Cybercriminals Exploit Check Point VPNs in Ongoing Attack Campaign

Check Point has reported that cybercriminals are targeting Check Point Remote Access VPN devices as part of an ongoing campaign to breach corporate networks.

Remote access is integrated into all Check Point network firewalls. It can be configured as a “client-to-site” VPN for accessing corporate networks via VPN clients or as an SSL VPN for access via the Internet. Hackers are interested in infiltrating organizational networks through remote access configurations, exploiting vulnerabilities to identify enterprise assets and users.

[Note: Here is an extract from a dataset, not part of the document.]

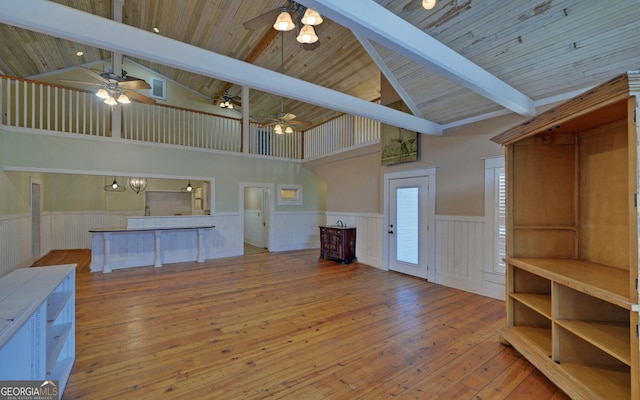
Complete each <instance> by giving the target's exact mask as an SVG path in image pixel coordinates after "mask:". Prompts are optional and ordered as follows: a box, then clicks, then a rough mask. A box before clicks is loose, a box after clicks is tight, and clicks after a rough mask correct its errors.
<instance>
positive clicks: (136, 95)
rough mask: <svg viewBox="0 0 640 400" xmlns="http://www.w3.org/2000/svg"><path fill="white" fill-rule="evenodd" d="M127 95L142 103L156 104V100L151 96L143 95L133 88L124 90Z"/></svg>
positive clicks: (132, 98) (126, 94) (131, 98)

According to Check Point, cybercriminals are targeting security gateways with outdated local accounts using insecure password-only authentication. This method necessitates a combination with certificate authentication to prevent breaches. The company revealed that by May 24, it had identified three login attempts, including into systems of various cybersecurity solution providers and Check Point clients.

To defend against ongoing attacks, Check Point urged clients to check for vulnerable accounts in Quantum Security Gateway and CloudGuard Network Security products, as well as in Mobile Access and Remote Access VPN software blades. Clients are advised to change the user authentication method to more secure options or remove vulnerable local accounts from the Security Management Server database.

The company also released a Security Gateway patch that blocks password authentication for all local accounts. After installing the patch, local accounts with weak authentication will no longer be able to log into Remote Access VPN. Vulnerable local accounts will be locked following the patch installation.

Clients can find additional information on improving their VPN security in the support article, which also provides recommendations for responding to unauthorized access attempts.

Check Point is not the only company to face VPN device attacks in recent months. In April, international cybersecurity was threatened after Cisco Talos experts discovered a large-scale credential stuffing campaign targeting VPN and SSH services of companies such as Cisco, Check Point, Fortinet, SonicWall, and Ubiquiti.

At the end of March 2024, Cisco had already warned of a wave of attacks targeting remote VPN access services on Cisco Secure Firewall devices. These attacks are particularly effective against weak password policies, as attackers use a small set of commonly used passwords for numerous usernames.